WarpGuard: Protected-Site Control-Flow Integrity for CUDA SASS Binaries

Recent CUDA exploitation work shows that GPU memory bugs can escalate into device-side control-flow corruption, as kernels later consume corrupted return continuations, function pointers, dispatch-table entries, or branch targets. For deployed CUDA binaries, the relevant security boundary is executed NVIDIA SASS, after PTX lowering, inlining, ABI decisions, register allocation, spills, predication, and SIMT execution; source- or PTX-level policies do not capture this boundary. We present WarpGuard, to our knowledge the first protected-site CFI system for CUDA device binaries operating on executed SASS. WarpGuard enforces at protected sites: recovered SASS instructions or sequences that consume control-flow state, provide sufficient binary evidence to derive policy, are checked before release, and fail closed on violation. It authenticates backward-edge continuation state for instrumented returns, validates recoverable forward targets per site, and reports fixed-edge, unsupported, profile-excluded, fallback, and no-surface outcomes outside the protected denominator. On 77 CUDA artifacts, WarpGuard classifies 51,621 SASS control-flow sites, including 1,343 returns and 154 supported forward target-set entries, and records 52.2 million dynamic checks. In representative backward- and forward-edge corruption attacks, native execution reaches attacker-selected behavior, detect-only mode records the expected violation, and enforcement fails closed before releasing the invalid protected transfer. Public-code evidence shows that the same SASS consumption patterns occur in real CUDA systems, including runtime dispatch tables, cuFFT callbacks, generated callable tables, and uploaded device-function pointers. WarpGuard delivers auditable protected-site CFI for CUDA SASS and separates dynamic-instrumentation enforcement from callback-free SASS timing and patch-cache feasibility.

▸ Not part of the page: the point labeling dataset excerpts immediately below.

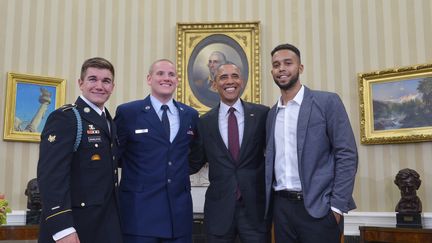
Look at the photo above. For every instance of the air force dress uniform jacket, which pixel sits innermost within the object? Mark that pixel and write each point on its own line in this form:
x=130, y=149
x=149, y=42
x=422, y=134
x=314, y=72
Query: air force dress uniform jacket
x=155, y=198
x=79, y=189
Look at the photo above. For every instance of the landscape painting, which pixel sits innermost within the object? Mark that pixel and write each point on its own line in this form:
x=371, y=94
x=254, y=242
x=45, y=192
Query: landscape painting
x=396, y=105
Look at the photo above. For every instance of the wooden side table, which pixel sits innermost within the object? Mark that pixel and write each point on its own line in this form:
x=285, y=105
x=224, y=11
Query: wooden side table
x=19, y=232
x=394, y=235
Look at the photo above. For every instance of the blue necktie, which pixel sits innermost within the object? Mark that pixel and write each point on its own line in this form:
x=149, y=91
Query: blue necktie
x=233, y=136
x=165, y=120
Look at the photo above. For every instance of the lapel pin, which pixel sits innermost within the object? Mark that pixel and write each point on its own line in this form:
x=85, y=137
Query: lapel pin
x=51, y=138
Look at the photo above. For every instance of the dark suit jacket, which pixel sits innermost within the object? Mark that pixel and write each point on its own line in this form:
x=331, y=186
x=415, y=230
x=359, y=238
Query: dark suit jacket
x=79, y=189
x=224, y=176
x=155, y=198
x=327, y=153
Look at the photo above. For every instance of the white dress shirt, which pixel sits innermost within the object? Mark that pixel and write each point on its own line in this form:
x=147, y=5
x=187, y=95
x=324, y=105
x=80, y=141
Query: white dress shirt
x=285, y=135
x=223, y=120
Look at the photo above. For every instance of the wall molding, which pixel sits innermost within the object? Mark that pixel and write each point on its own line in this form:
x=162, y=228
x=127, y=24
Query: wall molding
x=352, y=220
x=381, y=219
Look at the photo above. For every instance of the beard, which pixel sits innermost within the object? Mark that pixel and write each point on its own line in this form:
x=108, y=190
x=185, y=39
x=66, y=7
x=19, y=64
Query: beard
x=290, y=83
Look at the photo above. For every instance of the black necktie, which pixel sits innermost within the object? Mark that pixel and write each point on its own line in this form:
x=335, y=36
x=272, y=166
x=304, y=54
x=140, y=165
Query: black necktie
x=165, y=120
x=105, y=118
x=233, y=136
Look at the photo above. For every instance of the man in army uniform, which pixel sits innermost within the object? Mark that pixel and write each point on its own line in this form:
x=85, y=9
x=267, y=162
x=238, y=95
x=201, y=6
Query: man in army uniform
x=79, y=189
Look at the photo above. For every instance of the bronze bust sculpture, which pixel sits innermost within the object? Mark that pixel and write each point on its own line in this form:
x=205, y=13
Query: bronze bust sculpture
x=409, y=206
x=408, y=181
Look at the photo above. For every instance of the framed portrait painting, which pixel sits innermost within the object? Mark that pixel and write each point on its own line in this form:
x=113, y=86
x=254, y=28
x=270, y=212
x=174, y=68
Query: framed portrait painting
x=201, y=47
x=396, y=105
x=29, y=100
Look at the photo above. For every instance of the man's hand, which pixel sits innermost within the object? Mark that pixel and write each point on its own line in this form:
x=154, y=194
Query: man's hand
x=337, y=217
x=72, y=238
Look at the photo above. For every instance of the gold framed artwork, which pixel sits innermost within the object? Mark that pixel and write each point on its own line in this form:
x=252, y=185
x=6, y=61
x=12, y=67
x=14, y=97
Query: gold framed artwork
x=29, y=100
x=396, y=105
x=203, y=46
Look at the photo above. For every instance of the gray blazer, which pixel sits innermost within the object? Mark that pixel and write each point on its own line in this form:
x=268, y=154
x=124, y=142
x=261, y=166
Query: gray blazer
x=327, y=154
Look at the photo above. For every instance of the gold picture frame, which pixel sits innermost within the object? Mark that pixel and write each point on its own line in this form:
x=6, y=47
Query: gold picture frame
x=29, y=100
x=239, y=42
x=396, y=105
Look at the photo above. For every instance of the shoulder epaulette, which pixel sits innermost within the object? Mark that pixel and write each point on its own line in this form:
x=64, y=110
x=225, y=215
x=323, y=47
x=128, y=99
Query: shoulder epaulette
x=67, y=107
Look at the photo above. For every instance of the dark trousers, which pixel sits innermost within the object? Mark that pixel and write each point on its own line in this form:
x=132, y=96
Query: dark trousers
x=293, y=224
x=240, y=227
x=143, y=239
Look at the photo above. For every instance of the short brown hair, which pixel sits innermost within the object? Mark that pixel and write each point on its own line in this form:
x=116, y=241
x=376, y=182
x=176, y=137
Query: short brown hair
x=96, y=62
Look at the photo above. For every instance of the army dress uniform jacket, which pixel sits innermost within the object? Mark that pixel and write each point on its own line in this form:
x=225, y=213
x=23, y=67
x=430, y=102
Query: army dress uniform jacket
x=79, y=189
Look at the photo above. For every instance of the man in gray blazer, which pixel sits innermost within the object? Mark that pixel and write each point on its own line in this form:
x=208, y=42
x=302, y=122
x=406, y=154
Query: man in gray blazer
x=231, y=137
x=311, y=157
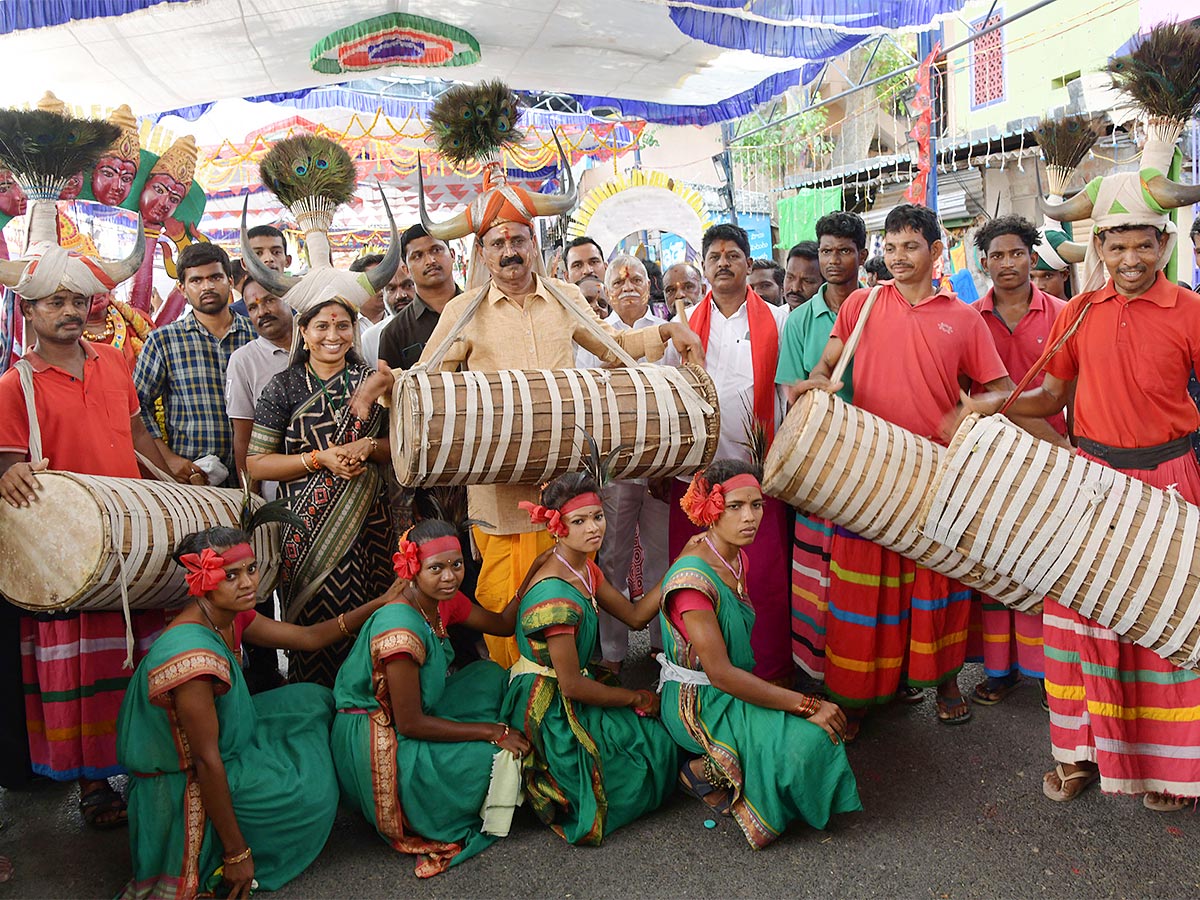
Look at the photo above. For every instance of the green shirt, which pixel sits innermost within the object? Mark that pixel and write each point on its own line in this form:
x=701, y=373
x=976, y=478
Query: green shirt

翻译：近期CUDA漏洞利用研究表明，GPU内存错误可升级为设备端控制流损坏——当后续核函数消耗被破坏的返回延续、函数指针、调度表条目或分支目标时。对于已部署的CUDA二进制程序，相关安全边界是经过PTX降级、内联、ABI决策、寄存器分配、溢出、预测执行及SIMT执行后的NVIDIA SASS指令集；源代码级或PTX级策略无法覆盖该边界。我们提出WarpGuard——据我们所知，这是首个在已执行SASS层面为CUDA设备二进制程序提供关键点CFI保护的系统。WarpGuard在关键点处实施以下机制：恢复消耗控制流状态的SASS指令或指令序列，提供足够二进制证据以推导策略，在释放前完成检查，并在此类检查失败时执行故障闭锁。它通过插桩后的返回指令验证后向边缘延续状态，针对每个关键点验证可恢复的前向目标，并将固定边缘、不支持的、通过配置文件排除的、回退及无表面结果报告为未受保护场景。在77个CUDA程序中，WarpGuard分类了51,621个SASS控制流关键点（包含1,343个返回指令和154个受支持的前向目标集条目），并记录了5,220万次动态检查。在典型后向与前向边缘破坏攻击实验中：原生执行抵达攻击者预设行为，仅检测模式记录预期违规事件，而实施保护时系统在释放无效受保护传输前完成故障闭锁。公开代码证据表明，真实CUDA系统（包括运行时调度表、cuFFT回调函数、生成的调用表及上传的设备函数指针）中存在相同的SASS消耗模式。WarpGuard为CUDA SASS提供了可审计的关键点控制流完整性保护，并将动态插桩的执行与无回调SASS时序及补丁缓存可行性相分离。